There’s a good chance that Michael Stipe would put 110% into every single experiment that R.E.M worked on. Even though he may have been one of the proudest faces of the alternative movement at the time, not even Stipe could have predicted the trajectory of the group’s career, becoming one of the biggest bands in the world once the grunge movement kicked in during the early 1990s. Although R.E.M was entering its golden age, Stipe would consider one song as their signature tune.
At the same time, the quality of every one of the band’s projects didn’t falter since their debut. In the wake of the overnight success of the album Murmur, the band were working on finetuning their traditional college-rock sound on their following albums. Across records like Fables of the Reconstruction and Document, Stipe struck the perfect balance between the tunefulness of rock and roll’s past while keeping everything else reasonably uncommercial, down to his unintelligible lyrics.

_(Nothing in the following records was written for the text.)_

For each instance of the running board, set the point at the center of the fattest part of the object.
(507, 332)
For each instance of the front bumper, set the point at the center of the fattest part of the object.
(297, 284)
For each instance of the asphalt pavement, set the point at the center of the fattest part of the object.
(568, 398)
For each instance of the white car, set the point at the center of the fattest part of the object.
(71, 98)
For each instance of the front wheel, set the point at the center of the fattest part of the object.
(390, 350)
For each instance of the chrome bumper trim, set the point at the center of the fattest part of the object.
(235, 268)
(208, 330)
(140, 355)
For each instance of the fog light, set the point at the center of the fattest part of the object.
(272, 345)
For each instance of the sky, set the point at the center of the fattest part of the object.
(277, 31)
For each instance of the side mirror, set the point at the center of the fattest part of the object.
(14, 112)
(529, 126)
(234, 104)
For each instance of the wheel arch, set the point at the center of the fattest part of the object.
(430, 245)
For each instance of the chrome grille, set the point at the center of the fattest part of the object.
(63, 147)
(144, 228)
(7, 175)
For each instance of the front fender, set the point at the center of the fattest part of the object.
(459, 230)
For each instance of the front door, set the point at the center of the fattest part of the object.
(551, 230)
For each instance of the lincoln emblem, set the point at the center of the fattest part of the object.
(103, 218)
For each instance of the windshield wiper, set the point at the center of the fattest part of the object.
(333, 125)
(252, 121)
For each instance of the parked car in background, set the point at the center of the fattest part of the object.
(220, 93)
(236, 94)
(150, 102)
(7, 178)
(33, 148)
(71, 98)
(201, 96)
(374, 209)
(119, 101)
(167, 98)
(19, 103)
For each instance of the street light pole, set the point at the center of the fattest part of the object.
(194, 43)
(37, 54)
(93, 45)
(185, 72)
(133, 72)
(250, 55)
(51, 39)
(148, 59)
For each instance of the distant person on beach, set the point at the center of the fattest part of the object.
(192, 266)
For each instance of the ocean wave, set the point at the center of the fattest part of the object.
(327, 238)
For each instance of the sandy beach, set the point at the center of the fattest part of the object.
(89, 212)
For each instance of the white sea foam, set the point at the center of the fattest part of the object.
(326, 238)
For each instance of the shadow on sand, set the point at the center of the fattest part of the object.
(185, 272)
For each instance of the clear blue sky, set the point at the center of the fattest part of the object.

When the band started work on albums like Green, their sound had been going towards pop music, with tracks like ‘Stand’ being one of the most glorious pieces of rock sunshine they had ever made up to that point. Once the group started to make Out of Time, though, every single song on the album came with its own creative risks.
Featuring KRS-One on one of the first tracks, R.E.M wanted to prove that they were not satisfied resting on their laurels, creating tunes indebted to the sounds of pure rock and roll and musical sophistication. Although Stipe was also coming into his own as a lyricist, ‘Losing My Religion’ would stand out to him as one of the band’s finest moments.

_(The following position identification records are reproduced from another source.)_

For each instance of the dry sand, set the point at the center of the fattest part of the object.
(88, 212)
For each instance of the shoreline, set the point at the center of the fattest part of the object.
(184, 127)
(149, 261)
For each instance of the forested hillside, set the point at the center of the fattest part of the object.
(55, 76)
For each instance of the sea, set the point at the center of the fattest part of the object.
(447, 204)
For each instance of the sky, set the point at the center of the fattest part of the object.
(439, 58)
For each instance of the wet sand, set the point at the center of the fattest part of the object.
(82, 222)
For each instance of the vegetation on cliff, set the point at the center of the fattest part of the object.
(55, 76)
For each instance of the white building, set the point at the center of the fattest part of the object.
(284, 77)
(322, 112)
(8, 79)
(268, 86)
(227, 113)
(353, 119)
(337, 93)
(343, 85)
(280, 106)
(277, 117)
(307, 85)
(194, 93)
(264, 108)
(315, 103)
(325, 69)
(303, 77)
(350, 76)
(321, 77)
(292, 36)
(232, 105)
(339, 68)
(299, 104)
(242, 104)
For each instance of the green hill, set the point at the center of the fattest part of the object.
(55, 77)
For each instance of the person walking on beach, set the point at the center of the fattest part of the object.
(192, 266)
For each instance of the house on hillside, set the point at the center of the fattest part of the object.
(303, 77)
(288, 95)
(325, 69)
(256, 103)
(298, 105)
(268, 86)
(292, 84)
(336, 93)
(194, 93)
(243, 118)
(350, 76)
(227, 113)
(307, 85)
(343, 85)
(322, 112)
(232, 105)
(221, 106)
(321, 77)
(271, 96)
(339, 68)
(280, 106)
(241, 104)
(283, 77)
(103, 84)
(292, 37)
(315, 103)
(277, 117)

This would become one of Stipe’s high points from a lyrical standpoint. Inspired by the creepy tone that The Police hit on when making the track ‘Every Breath You Take’, Stipe wrote an ode to unrequited love, taking the perspective of someone on the outside looking in and wondering if their muse even knows they exist.
When talking about the effect of the song, Stipe remembered that the lyrics were a watershed moment for him, saying, “The thing that for me is the most thrilling is that you don’t ever really know if the person that I’m reaching out for is aware of me. If they even know that I exist. So it’s this really tearful, heartfelt thing that made it’s way into one of the best pieces of music that the band has ever given me”.
Featuring a delicate lead mandolin, most of the song has a sense of refinement throughout its runtime, as if it’s being played in an abandoned synagogue. Although the title came from an American southern expression Stipe had heard growing up, it could easily apply literally, as if this unknown entity is making him lose faith in a life beyond his earthly existence.
While Stipe would take the song to new heights with his vocals, the real power of the song came with the video, showing him dancing in the most natural way he could. It may have seemed strange to those not aware of the band, but this was the first look at Stipe truly letting the music carry him to another place.